A situação ocorreria porque, segundo a especialista, os outros dois fármacos para emagrecer liberados pela Anvisa, a liraglutida (retarda o esvaziamento gástrico, aumentando a saciedade) e o orlistat (impede a absorção de gordura), são caros e dificilmente serão disponibilizados pelo SUS. Uma caixa de liraglutida custa em média 450 reais e a do orlistat, 150 reais. A Anvisa, porém, mantém a posição de que os riscos dos anfetamínicos superariam os benefícios. Entre os perigos, estariam a possibilidade de desenvolvimento de dependência física e psíquica, ansiedade, taquicardia, hipertensão e problemas cardiovasculares. A agência também afirma que não existem evidências de eficácia a longo prazo.
As questões em torno da anfetamina são antigas. Droga sintética que estimula a atividade do sistema nervoso central, com indicações médicas para o transtorno do déficit de atenção e narcolepsia — distúrbio que causa sonolência excessiva —, foi preparada em laboratório pela primeira vez em 1887, pelo químico romeno Lazár Edeleanu, na Universidade de Berlim, na Alemanha.
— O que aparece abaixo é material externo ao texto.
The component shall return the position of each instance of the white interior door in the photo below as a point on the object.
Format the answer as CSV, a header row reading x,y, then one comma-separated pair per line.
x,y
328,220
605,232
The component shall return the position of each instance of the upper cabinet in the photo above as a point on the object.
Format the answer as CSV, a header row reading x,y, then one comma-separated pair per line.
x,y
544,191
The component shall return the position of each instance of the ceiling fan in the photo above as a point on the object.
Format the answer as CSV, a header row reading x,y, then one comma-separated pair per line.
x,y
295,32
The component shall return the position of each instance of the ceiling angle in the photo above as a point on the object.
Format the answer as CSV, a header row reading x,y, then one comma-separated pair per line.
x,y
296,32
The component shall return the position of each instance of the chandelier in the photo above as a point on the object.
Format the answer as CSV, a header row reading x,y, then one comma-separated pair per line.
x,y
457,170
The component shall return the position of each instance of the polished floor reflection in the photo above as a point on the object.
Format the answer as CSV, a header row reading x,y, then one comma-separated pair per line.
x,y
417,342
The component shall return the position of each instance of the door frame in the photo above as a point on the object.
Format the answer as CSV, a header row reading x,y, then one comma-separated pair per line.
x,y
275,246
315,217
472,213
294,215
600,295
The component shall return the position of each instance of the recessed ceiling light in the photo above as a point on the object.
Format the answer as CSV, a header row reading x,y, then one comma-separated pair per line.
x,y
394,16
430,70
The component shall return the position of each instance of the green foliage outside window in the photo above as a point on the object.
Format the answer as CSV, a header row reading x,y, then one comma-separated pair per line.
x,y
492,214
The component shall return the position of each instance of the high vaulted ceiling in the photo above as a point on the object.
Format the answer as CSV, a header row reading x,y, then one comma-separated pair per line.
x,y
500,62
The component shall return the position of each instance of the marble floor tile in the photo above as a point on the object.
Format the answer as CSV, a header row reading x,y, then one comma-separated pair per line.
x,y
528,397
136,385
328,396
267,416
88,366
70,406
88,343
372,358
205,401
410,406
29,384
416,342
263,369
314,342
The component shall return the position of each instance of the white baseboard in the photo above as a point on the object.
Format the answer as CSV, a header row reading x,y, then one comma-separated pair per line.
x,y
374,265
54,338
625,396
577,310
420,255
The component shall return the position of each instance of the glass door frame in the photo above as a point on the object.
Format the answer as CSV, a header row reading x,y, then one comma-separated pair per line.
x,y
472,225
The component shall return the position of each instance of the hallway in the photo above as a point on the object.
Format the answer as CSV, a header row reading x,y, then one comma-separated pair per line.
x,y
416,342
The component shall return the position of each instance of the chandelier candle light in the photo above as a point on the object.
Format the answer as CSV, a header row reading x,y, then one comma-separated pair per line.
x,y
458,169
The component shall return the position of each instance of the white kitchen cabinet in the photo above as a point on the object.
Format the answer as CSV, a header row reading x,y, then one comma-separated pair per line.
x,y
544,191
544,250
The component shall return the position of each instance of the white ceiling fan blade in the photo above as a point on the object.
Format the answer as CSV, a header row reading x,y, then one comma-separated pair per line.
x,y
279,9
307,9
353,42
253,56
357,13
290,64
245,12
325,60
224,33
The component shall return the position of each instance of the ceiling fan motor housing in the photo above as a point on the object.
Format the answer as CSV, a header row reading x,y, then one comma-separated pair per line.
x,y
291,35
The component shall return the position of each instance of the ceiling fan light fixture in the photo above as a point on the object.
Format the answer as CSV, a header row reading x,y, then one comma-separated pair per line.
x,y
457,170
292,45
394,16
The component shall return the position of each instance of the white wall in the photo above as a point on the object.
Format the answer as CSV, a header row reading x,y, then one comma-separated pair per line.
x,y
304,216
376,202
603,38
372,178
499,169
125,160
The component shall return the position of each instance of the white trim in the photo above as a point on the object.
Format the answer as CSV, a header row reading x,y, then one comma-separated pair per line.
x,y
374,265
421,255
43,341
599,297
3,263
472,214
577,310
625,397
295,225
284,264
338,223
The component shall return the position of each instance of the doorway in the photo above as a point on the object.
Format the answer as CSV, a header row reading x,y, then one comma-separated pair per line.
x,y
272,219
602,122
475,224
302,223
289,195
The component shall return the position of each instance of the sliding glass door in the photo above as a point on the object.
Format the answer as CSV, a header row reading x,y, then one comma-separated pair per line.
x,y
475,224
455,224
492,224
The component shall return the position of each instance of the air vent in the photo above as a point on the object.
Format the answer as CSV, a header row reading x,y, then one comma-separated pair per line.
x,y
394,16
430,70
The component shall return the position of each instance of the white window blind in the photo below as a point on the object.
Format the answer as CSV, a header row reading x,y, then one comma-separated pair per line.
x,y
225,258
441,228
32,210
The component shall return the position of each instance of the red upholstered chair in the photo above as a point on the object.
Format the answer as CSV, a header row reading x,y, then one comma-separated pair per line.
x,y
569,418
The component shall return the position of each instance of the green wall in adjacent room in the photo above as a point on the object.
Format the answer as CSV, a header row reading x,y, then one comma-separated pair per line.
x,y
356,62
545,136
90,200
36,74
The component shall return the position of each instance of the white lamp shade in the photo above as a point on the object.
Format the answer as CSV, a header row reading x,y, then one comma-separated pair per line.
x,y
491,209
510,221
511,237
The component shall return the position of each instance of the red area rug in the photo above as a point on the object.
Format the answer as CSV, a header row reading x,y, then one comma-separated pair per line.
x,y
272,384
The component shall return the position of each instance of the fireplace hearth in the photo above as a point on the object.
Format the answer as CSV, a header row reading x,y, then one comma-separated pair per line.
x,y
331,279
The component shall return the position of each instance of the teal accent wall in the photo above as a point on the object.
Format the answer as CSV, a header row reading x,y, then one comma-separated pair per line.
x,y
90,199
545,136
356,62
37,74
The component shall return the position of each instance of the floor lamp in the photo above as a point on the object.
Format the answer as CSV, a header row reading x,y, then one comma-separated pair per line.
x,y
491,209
Utilizada durante a II Guerra Mundial, tinha a finalidade de manter os soldados acordados e ativos. Naquela época, observou-se que ela reduzia a fome e a fadiga. Mais tarde, quando se comprovou que realmente inibia o apetite, passou a ser usada por pessoas que queriam perder peso. Até hoje, é o remédio para emagrecer mais popular do planeta. Particularmente no Brasil, porém, ela se tornou um problema. Em 2007, o país apareceu como o maior consumidor de anorexígenos — medicamentos moderadores de apetite à base de anfetamina — do mundo em relatório anual da Organização das Nações Unidas, com ingestão de cerca de 12,5 doses diárias, contra 11,8 na Argentina, 9,8 na Coreia do Sul e 4,9 nos Estados Unidos.
No ano seguinte, surgiu no levantamento do Escritório das Nações Unidas contra Drogas e Crimes como o terceiro maior consumidor de anfetaminas do globo. “Representa um padrão preocupante que indica abuso no número de receitas”, dizia o documento. Hoje, sabe-se, o problema envolvendo as anfetaminas por aqui é seu uso indiscriminado e excessivo. “Existe muita venda ilegal e prescrição abusiva com altas doses receitadas por médicos que não são da área”, diz a endocrinologista Maria Edna de Melo, da SBEM. O resultado são pacientes com agitação, irritabilidade acentuada, algo que não aconteceria com a dose correta. “Esses remédios estão há décadas no mercado e não se tem registro de efeitos colaterais graves quando usados adequadamente”, afirma.
A médica toca no ponto fundamental que determina se a utilização de remédios para perder peso será efetiva ou não. Assim como em todo tratamento, é preciso saber a quem, quais e como as medicações devem ser empregadas. Nas diretrizes brasileiras de tratamento, a indicação leva em conta o IMC (índice de massa corpórea) acima de 30 kg/m² e a presença de doenças associadas à obesidade, como triglicérides aumentado, gordura no fígado e apneia do sono. Entre 30 e 25, faixa de sobrepeso, recomendam-se mudanças de estilo de vida com dietas, atividade física e hábitos saudáveis.
Nos Estados Unidos, onde é permitida a venda de anfetaminas para emagrecimento, o Instituto Nacional de Saúde preconiza que indivíduos com IMC 27 podem ser medicados caso apresentem enfermidades correlatas. Segundo a Pesquisa Nacional de Saúde, do Instituto Brasileiro de Geografia e Estatística, 96 milhões de brasileiros apresentam IMC maior do que 25 kg/m², o que equivale a cerca de 60,3% da população adulta do país. É muita gente com a saúde sob ameaça, sabendo-se que o excesso de peso é fator de risco para infartos, acidente vascular cerebral e alguns tipos de câncer. Portanto, como qualquer outra doença, a obesidade precisa ser enfrentada adequadamente. Se tiver de ser com remédio, que seja.